(Bloomberg) — Former billionaire entrepreneur Samuel Wyly will have to move out of his $12 million Texas mansion unless he miraculously wins a "home run" appeal of a fraud case in Manhattan, a federal judge ruled.
The ruling Wednesday by U.S. Bankruptcy Judge Barbara Houser in Dallas was a victory for the U.S. Securities and Exchange Commission and the Internal Revenue Service, which challenged Wyly's attempt to keep the property under a Texas homestead law intended to keep people from winding up homeless after filing for Chapter 11 protection. Houser also rejected Wyly's attempt to shield $249 million in offshore annuities, perhaps a bigger setback, as the 81-year-old seeks to avoid becoming destitute when the case eventually ends.
Wyly's lawyer, Josiah Daniel, said the ruling wasn't significant and declined to comment further.
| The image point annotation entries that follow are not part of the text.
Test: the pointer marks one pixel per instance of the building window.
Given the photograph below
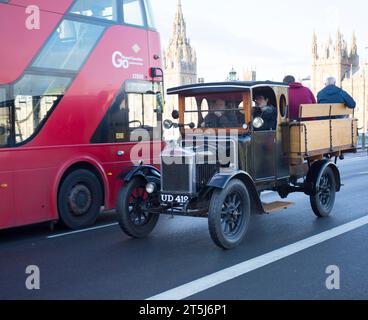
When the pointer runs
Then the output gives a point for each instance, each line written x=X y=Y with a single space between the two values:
x=69 y=46
x=4 y=119
x=133 y=12
x=150 y=18
x=101 y=9
x=34 y=99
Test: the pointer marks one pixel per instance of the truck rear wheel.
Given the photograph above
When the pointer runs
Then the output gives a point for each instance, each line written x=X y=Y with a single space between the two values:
x=323 y=202
x=134 y=219
x=80 y=199
x=229 y=215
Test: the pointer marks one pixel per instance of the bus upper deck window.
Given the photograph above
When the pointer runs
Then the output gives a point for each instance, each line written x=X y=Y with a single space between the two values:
x=149 y=13
x=102 y=9
x=133 y=13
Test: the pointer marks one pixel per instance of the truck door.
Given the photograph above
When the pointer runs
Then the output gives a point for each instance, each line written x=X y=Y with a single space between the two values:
x=264 y=137
x=264 y=154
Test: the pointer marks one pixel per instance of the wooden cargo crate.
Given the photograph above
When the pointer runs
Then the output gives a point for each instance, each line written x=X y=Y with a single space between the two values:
x=320 y=131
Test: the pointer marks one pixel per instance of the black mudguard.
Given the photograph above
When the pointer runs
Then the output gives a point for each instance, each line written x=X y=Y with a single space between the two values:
x=221 y=180
x=315 y=174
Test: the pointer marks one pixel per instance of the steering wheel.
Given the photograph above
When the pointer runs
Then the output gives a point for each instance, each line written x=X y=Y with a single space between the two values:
x=136 y=121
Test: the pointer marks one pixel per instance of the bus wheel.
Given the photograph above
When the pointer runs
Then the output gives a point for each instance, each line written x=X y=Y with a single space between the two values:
x=323 y=202
x=229 y=215
x=80 y=199
x=134 y=219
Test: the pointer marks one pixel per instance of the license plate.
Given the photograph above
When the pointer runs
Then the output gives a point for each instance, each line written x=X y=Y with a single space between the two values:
x=169 y=198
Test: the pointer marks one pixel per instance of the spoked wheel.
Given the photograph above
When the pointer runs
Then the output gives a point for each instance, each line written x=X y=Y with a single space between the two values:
x=323 y=202
x=229 y=215
x=132 y=209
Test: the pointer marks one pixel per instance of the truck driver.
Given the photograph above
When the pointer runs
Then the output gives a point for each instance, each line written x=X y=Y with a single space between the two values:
x=265 y=111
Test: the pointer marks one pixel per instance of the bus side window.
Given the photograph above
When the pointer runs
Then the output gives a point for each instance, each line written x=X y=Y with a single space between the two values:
x=102 y=9
x=4 y=122
x=133 y=12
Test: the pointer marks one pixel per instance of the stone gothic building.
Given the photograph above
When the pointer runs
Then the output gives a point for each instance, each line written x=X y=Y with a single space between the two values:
x=336 y=58
x=180 y=59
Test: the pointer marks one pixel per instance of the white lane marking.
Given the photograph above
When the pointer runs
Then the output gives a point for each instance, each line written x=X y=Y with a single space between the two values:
x=212 y=280
x=81 y=231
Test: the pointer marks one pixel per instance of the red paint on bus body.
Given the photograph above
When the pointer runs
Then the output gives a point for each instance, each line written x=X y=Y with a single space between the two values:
x=19 y=44
x=33 y=171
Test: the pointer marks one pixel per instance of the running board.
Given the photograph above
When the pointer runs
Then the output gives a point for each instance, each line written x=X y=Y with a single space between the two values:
x=276 y=206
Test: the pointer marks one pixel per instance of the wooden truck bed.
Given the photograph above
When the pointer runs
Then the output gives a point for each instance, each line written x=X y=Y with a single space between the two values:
x=320 y=133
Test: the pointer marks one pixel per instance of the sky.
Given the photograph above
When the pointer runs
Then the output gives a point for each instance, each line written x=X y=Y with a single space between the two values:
x=274 y=37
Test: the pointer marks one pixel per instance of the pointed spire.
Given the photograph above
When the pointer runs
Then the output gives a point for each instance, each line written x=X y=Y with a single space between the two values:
x=354 y=45
x=179 y=33
x=314 y=45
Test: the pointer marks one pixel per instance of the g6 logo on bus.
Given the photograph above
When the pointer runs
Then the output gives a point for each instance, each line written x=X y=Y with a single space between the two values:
x=119 y=60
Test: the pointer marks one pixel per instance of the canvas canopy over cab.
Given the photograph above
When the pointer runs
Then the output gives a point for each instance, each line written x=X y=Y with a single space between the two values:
x=249 y=121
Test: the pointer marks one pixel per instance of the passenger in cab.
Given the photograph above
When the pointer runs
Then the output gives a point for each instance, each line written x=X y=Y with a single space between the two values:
x=333 y=94
x=298 y=95
x=267 y=112
x=217 y=117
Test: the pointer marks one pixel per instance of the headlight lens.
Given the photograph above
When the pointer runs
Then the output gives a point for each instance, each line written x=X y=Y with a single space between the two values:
x=151 y=187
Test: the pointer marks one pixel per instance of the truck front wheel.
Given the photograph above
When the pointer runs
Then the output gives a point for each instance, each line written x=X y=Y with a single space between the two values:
x=133 y=215
x=323 y=201
x=229 y=215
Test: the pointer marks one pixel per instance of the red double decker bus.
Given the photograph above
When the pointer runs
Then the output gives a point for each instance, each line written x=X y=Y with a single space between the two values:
x=77 y=77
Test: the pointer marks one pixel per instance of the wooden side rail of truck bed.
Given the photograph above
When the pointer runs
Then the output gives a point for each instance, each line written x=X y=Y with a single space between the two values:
x=321 y=130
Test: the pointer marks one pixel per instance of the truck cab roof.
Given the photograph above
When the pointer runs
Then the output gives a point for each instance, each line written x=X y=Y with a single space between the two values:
x=222 y=87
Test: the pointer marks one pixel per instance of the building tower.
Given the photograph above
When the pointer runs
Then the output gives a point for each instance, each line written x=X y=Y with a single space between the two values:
x=333 y=59
x=180 y=60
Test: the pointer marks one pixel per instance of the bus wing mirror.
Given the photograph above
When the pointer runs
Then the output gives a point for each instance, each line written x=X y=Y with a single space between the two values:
x=175 y=114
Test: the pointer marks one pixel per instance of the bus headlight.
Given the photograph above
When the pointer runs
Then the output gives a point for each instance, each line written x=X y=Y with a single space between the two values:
x=151 y=187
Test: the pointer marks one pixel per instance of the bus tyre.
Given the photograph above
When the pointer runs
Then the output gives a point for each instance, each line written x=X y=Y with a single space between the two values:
x=323 y=202
x=80 y=199
x=133 y=217
x=229 y=215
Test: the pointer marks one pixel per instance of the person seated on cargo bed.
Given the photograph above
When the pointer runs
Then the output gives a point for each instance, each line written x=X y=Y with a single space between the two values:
x=216 y=117
x=265 y=111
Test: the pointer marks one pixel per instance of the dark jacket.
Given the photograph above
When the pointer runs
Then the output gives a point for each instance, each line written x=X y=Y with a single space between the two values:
x=269 y=116
x=334 y=94
x=298 y=95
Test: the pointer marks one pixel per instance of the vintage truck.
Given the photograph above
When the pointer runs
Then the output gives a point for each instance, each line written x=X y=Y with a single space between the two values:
x=230 y=151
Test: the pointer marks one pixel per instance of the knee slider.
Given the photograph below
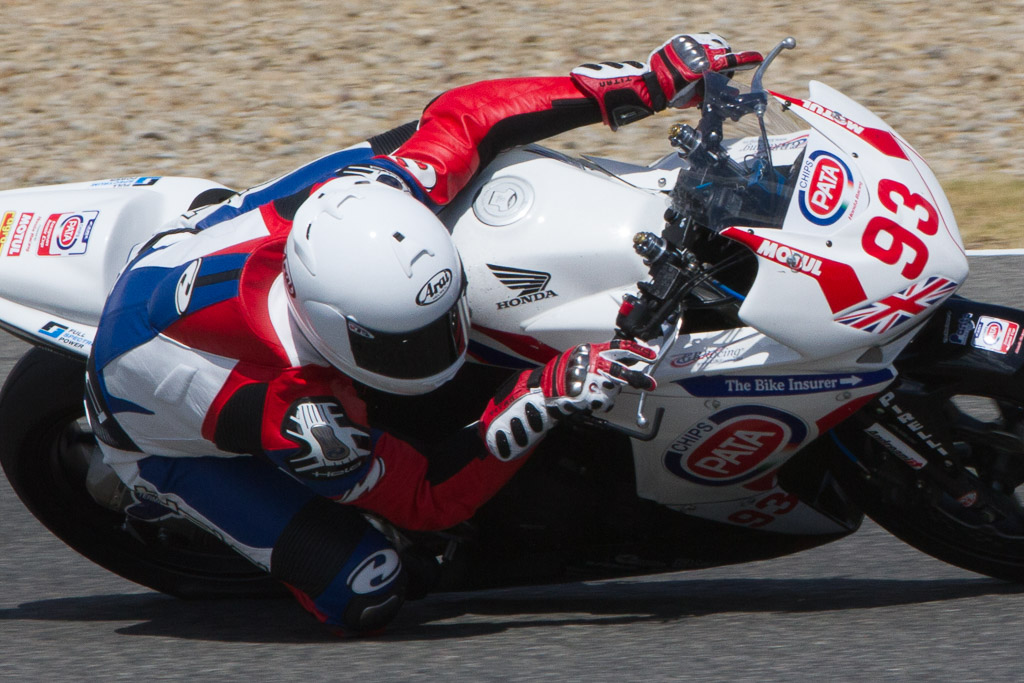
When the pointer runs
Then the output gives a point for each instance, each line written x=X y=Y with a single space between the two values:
x=351 y=574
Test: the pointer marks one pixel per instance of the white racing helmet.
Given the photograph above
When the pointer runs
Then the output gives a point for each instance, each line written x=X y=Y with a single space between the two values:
x=377 y=287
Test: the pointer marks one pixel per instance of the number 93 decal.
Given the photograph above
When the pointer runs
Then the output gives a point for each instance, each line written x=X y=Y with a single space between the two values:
x=889 y=242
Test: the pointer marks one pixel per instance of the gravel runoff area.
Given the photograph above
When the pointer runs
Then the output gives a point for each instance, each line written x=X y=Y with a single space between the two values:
x=242 y=90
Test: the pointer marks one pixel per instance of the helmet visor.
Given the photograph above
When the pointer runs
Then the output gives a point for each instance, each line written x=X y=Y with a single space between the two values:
x=416 y=354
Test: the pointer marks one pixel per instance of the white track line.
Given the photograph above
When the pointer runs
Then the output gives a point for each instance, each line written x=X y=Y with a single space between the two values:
x=995 y=252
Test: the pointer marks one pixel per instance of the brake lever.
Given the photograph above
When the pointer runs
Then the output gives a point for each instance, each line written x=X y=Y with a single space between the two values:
x=641 y=419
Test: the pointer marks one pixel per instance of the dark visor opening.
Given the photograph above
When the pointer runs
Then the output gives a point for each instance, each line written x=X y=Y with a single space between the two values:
x=423 y=352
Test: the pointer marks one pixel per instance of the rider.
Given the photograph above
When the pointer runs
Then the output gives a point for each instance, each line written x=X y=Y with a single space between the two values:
x=226 y=379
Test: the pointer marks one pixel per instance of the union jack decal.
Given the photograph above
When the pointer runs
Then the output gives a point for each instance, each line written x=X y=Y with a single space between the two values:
x=884 y=314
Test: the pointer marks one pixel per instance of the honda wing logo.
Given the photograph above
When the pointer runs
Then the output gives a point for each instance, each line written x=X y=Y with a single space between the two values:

Wyly and his brother's widow, Caroline "Dee" Wyly, filed for bankruptcy after the SEC in 2014 prevailed in a federal trial in New York accusing the brothers of using a web of offshore funds to hide hundreds of millions of dollars as they got rich building companies including the arts-and-craft chain Michaels Stores Inc. Charles died in a car accident in 2011.
Houser, tasked with setting the amount of the agency's claims after the SEC victory, ruled earlier this week that Wyly and his late brother's estate owe the IRS a total of $1.1 billion.
The agencies in March had balked at Wyly's attempt to keep the "urban homestead" property, which is under 10 acres, calling it "astonishing" that he'd cling to a home worth 57 times the average cost of a single-family house in Dallas.